The active project flow looks like this:

.. code-block:: text

   nextflow working directory
     -> run discovery
     -> run selection
     -> analysis/log staging
     -> desktop-style metadata synthesis
     -> manifest creation
     -> .2me tarball
     -> import

Main areas of the codebase
--------------------------

CLI entry points
   ``src/create_2me/create_from_cli_run.rs`` and
   ``src/importer/import_from_2me.rs`` define the active command-line flows.

Nextflow capture
   ``src/nextflow/nextflow_toolkit.rs`` indexes historical runs with
   ``nextflow log`` and orchestrates CLI-run packaging.

Analysis staging
   ``src/nextflow/nextflow_analysis.rs`` resolves output directories, finds
   matching logs, distills ``nextflow.stdout``, and synthesizes
   ``progress.json``.

Metadata extraction
   ``src/nextflow_log_parser.rs`` parses the reduced Nextflow transcript into
   workflow identity fields such as project, repository, revision, and version.

Desktop analysis model
   ``src/epi2me_desktop_analysis.rs`` defines the EPI2ME-style analysis record
   that is serialized into the archive payload.

Workflow payload model
   ``src/epi2me_workflow.rs`` inventories installed workflow files for packaging
   and import.

Manifest and archive semantics
   ``src/xmanifest.rs`` defines the portable archive structure, provenance, and
   manifest verification logic.

Design intent
-------------

The recurring design theme is translation.

``epi4you`` is not trying to replace Nextflow or EPI2ME Desktop.

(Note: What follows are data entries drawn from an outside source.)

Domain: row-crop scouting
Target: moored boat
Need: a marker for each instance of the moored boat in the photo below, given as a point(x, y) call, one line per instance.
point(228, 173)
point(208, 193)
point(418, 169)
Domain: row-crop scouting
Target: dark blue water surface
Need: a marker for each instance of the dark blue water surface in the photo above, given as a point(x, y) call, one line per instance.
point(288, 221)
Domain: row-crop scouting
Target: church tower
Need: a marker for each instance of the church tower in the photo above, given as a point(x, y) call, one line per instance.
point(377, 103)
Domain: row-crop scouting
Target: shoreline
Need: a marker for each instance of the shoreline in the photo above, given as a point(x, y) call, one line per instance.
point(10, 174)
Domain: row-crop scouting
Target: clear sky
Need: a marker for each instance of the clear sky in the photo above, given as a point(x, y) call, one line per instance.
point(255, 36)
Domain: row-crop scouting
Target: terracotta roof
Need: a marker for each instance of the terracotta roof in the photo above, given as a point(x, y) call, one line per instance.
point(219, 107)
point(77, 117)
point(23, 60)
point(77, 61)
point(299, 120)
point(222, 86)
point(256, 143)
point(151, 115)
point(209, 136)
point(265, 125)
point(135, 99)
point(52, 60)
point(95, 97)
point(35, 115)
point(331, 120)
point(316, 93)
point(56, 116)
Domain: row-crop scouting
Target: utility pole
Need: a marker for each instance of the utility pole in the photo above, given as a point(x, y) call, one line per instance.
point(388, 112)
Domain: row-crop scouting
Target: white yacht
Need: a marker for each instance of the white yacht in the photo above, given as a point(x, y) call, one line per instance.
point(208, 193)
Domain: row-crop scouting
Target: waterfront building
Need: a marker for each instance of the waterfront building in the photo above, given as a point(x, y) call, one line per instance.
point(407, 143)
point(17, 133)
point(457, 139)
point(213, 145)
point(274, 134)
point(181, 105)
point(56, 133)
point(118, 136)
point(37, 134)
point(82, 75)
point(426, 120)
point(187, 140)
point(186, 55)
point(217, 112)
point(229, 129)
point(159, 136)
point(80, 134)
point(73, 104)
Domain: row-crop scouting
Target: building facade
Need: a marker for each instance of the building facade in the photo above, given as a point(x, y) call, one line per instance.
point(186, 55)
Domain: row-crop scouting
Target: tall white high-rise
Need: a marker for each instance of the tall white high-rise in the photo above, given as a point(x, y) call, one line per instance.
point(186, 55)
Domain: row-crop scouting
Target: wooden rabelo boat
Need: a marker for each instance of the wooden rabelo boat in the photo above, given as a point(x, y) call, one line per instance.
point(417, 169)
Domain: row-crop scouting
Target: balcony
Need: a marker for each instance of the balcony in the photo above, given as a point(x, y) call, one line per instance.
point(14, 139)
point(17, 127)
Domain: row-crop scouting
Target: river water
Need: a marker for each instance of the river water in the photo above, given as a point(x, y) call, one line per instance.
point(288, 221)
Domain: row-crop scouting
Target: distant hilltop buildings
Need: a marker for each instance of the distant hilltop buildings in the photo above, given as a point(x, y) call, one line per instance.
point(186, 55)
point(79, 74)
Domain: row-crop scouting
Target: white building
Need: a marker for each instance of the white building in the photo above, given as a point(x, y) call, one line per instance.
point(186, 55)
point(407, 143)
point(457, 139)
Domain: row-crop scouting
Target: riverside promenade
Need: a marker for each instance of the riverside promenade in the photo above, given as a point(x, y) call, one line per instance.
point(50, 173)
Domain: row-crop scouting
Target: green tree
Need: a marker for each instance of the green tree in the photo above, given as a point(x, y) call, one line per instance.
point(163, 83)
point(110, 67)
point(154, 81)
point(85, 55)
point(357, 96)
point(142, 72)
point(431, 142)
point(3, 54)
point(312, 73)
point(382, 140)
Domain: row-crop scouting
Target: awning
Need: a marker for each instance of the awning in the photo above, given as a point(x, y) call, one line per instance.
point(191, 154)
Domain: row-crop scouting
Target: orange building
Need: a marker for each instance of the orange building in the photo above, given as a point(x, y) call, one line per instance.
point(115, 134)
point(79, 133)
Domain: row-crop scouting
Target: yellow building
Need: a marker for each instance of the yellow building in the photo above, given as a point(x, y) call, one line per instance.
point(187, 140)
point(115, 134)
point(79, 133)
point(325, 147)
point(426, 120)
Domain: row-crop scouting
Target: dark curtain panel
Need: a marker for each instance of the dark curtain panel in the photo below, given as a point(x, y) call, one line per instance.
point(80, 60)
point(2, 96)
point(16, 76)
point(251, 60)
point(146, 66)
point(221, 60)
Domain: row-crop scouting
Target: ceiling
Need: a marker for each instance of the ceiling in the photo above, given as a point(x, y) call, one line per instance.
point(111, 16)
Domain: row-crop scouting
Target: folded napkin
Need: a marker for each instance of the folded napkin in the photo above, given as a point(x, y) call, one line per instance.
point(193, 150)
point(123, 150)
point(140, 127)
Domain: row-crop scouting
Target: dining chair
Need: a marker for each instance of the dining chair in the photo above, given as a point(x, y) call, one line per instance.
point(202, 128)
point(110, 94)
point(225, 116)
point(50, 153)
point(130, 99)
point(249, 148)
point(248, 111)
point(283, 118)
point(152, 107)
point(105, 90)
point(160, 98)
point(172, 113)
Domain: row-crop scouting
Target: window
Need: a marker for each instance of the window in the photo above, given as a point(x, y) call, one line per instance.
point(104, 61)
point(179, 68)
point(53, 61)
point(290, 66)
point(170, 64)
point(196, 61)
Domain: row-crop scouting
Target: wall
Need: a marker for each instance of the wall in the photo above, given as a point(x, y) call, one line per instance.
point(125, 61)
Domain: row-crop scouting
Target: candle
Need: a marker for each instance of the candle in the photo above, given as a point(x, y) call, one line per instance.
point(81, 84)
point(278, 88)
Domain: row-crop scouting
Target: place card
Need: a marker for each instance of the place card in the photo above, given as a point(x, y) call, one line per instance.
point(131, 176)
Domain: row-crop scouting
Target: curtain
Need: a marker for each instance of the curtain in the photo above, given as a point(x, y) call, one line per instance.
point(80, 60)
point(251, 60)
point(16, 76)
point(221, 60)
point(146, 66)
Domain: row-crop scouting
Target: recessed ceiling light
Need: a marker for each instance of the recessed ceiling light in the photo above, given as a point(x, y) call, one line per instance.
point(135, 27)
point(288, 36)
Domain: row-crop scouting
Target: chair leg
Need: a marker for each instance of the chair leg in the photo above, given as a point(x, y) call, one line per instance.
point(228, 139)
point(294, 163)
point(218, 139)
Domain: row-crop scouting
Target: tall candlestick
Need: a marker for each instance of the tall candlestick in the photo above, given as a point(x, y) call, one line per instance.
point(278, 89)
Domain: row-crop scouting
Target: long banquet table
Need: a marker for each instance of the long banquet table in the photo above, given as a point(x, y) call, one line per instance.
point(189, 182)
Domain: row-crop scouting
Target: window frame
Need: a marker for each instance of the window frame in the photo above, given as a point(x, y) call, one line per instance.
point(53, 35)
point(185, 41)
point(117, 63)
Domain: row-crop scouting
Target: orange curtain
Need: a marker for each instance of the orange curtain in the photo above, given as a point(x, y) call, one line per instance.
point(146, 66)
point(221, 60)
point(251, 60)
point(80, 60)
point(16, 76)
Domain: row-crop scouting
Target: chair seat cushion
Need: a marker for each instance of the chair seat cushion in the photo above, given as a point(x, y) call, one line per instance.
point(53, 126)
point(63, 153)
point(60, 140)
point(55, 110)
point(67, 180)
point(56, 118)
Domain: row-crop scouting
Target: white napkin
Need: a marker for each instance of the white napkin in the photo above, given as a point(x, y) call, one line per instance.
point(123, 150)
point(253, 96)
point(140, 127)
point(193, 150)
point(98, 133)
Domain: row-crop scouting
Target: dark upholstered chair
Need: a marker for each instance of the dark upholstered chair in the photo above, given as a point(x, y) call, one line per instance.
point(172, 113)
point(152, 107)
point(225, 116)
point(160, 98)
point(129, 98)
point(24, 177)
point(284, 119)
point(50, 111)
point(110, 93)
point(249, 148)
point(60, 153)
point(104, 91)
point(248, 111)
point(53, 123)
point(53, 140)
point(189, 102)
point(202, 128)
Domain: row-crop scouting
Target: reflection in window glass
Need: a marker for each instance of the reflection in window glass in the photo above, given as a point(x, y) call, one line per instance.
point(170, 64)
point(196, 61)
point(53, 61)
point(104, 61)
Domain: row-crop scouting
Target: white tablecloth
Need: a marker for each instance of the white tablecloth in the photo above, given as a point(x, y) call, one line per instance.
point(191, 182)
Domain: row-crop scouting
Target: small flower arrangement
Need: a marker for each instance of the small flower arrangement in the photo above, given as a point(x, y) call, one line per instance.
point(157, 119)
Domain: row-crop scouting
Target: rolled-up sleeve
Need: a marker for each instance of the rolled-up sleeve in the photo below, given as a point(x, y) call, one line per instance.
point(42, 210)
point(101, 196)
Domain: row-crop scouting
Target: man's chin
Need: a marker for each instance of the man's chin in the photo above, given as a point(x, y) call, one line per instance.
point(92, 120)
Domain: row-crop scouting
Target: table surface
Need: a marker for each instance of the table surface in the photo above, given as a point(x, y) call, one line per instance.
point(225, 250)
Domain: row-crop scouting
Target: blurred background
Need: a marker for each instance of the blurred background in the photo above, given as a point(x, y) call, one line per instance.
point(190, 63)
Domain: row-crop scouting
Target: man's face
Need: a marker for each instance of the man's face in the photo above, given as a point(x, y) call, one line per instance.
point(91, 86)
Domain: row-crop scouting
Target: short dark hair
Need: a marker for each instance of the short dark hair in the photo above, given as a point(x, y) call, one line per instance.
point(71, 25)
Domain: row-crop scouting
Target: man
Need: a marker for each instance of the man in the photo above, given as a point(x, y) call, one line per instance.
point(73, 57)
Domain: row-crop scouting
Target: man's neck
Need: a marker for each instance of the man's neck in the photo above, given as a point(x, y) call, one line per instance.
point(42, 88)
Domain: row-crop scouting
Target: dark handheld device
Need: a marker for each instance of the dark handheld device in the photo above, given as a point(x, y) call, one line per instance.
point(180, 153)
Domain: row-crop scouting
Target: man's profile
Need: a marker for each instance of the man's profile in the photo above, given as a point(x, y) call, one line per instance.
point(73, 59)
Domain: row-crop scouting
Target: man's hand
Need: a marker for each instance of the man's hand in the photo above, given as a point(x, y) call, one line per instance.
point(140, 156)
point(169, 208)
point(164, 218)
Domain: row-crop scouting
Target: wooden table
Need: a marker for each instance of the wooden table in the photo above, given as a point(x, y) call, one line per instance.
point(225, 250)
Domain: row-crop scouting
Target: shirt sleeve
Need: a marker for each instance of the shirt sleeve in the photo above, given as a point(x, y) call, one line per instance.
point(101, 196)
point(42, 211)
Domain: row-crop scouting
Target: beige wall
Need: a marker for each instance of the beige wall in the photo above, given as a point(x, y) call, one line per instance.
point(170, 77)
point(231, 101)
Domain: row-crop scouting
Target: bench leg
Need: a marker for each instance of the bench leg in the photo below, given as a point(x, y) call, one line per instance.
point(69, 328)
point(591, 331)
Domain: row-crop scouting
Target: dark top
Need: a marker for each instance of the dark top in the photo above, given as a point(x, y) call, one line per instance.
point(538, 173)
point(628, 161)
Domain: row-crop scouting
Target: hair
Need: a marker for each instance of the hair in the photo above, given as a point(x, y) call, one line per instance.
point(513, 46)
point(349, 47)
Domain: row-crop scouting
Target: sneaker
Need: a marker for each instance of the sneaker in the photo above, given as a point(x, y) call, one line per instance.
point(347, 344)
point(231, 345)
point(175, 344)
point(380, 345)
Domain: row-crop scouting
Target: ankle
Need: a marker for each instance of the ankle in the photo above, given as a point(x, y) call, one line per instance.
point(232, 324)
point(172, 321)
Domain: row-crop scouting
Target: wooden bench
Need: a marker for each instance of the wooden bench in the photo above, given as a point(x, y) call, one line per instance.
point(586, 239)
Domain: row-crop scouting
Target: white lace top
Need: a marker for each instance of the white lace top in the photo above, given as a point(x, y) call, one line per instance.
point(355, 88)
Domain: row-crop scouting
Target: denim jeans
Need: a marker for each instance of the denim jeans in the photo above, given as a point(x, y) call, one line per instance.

Instead it
translates between:

* raw CLI-oriented run artifacts,
* EPI2ME-style metadata expectations, and
* a portable archive form suitable for transfer.

This translation is why the codebase contains both low-level filesystem work and
higher-level domain models such as manifests and desktop analyses.

Relationship to the broader repository
--------------------------------------

The repository contains additional code for workflows, containers, and database
operations that reflects the wider original ambition of the project.

Even where those paths are not the current main CLI entry points, they still
matter architecturally because they explain why the manifest supports multiple
payload types and why the project thinks in terms of "bioinformatics assets"
rather than only "analysis result folders".